A inserção de cativos africanos no Brasil, desde a segunda metade do século XVI até fins do século
XIX, fundou uma cultura nacional sincrética e muito particular. Os negros trouxeram seus cultos e
crenças religiosas, que se fundiram às práticas cristãs e indígenas, deixando marcas profundas e
indeléveis no campo religioso brasileiro. O candomblé, originário da África, trouxe a cultura dos
orixás, a dança, uma forte ligação com a Terra e com os elementos da natureza. Uma nova visão
cosmogônica, novos mitos e ritos, o transe, agentes espirituais atuando diretamente sobre a vida
humana: uma proposta de fé muito distinta do catolicismo romano. Os cultos africanos e aborígines
encontraram adeptos, sobretudo, nas camadas inferiores da população brasileira, entre os escravos e
outros oprimidos. Ainda assim, estas formas de religiosidade representavam grupos parciais, e não a
sociedade brasileira em sua totalidade.

_____Da fértil comunhão entre práticas ameríndias, cristãs e do candomblé, surgiu a Umbanda, no
início do século XX, que pode ser considerada a única religião verdadeiramente brasileira. A
Umbanda incorpora ainda conceitos diversos de outras religiões, transfigurados para responder aos
anseios do povo do Brasil. Um exemplo claro do sincrético e difuso universo religioso brasileiro.

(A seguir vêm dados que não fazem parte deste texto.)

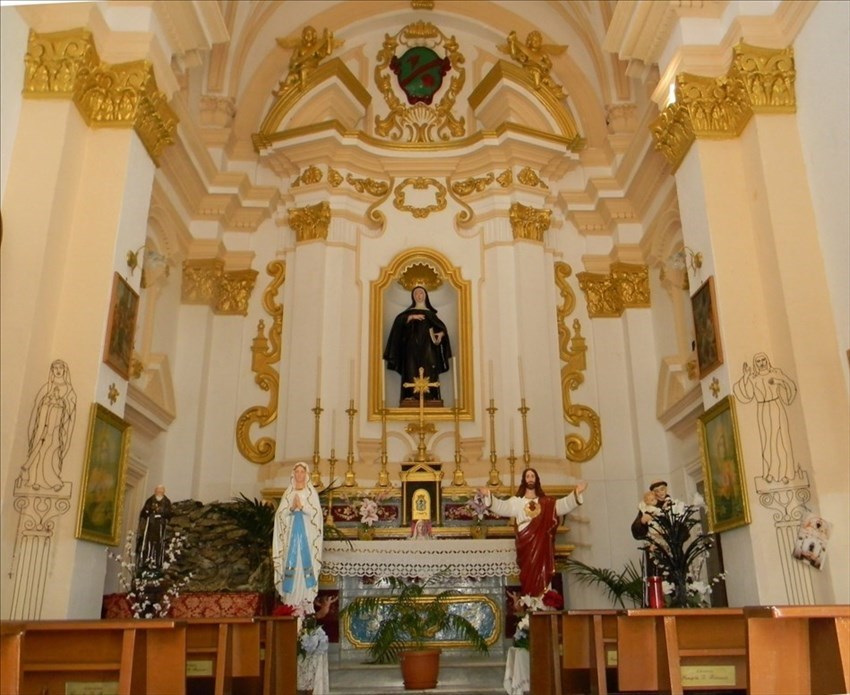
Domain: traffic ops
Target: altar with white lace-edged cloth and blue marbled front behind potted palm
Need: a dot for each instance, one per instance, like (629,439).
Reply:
(476,569)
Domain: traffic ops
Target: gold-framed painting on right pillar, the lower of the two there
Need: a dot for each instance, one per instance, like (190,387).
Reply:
(723,468)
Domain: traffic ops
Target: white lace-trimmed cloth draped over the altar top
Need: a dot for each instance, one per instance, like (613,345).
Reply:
(461,557)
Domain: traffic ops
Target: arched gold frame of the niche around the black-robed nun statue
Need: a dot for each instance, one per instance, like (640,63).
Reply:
(461,342)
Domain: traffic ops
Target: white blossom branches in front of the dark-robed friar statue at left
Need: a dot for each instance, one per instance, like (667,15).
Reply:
(150,589)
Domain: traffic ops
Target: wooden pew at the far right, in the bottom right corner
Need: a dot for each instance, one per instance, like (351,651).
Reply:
(798,650)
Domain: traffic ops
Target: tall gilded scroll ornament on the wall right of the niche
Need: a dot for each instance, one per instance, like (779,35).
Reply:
(572,349)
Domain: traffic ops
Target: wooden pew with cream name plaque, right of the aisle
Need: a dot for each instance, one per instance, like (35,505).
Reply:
(668,650)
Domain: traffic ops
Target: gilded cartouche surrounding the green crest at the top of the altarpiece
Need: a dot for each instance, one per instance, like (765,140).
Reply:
(419,121)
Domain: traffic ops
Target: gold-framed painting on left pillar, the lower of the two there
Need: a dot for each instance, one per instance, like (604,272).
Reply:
(101,499)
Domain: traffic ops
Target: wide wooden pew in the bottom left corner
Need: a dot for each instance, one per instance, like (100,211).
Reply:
(144,657)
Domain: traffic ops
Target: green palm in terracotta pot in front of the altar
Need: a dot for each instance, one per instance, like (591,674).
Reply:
(408,618)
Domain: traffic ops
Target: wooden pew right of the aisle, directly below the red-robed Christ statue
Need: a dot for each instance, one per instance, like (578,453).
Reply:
(589,639)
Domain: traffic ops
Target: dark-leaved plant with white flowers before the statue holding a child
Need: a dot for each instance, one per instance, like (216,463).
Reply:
(680,555)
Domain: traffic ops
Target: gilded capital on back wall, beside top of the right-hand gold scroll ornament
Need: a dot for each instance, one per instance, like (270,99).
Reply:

_____No início do século XX chegam oficialmente no Brasil igrejas cristãs protestantes. A


revolução provocada pelo manifesto do monge agostiniano Martim Lutero, no século XVI, é trazida
através de missões pentecostais, que fundam uma nova base cristã em um país onde a grande
maioria da população é católica. O protestantismo não encontrou barreiras severas para conquistar
seu lugar ao sol no campo religioso brasileiro. Das missões clássicas (luteranos, por exemplo) ao
neopentecostalismo carismático (Igreja Sara Nossa Terra), fiéis se aglomeram nos bancos das
igrejas, buscando ressignificar sua experiência de fé. Contudo, a facção protestante é, geralmente,
menos dada a sincretismos com outras religiões: não é comum, ao evangélico, freqüentar religiões
como a umbanda e o candomblé, que muitas vezes são até mesmo combatidas pelas correntes
cristãs protestantes.

_____A histórica comunhão de crenças do povo brasileiro tornou a dimensão religiosa deste país
marcada por uma enorme diversidade de manifestações da fé. São comuns, no Brasil, fiéis que
freqüentam a missa católica aos domingos, assistem a programas de televisão protestantes às
segundas-feiras, participam de reuniões espíritas nas sextas e dançam no terreiro de umbanda aos
sábados. Somando-se ao sincretismo histórico e cultural brasileiros, é também marcante no país o
chamado fenômeno da Nova Era, originário do processo de secularização que se instalou no mundo
ocidental desde o final da era moderna e que encontra, na pós-modernidade, um campo fértil para se
expandir. Às três matrizes originais da cultura nacional, misturam-se mitos e práticas ritualísticas
orientais e européias antigas, fomentando o misticismo, o esoterismo e a magia, num fenômeno
chamado por alguns estudiosos de subjetivismo religioso ou reencantamento do mundo. Este
modelo de fé encontrou grande receptividade no Brasil, onde o trânsito religioso é traço comum de
seu povo.

_____O campo religioso brasileiro sempre esteve em movimento, se adaptando e modificando.


Desde a chegada dos portugueses em terras nacionais, diversas culturas e manifestações da busca
pelo transcendente se alternam e se misturam na formação de uma matriz religiosa porosa e
dinâmica. Dos cultos aborígines ao fenômeno da Nova Era, o ser brasileiro é marcado por um
intenso dinamismo e flexibilidade que lhe permitem transitar por diversas manifestações religiosas
sem, contudo, perder a dimensão de sua fé. Ele pode, a cada momento, ressignificar sua
religiosidade, experimentar novos solos e escolher aquilo que mais responde a seus anseios, sem
precisar, para isso, ser fundamentalista, radical. Um modo de ser no mundo cordial e sincrético.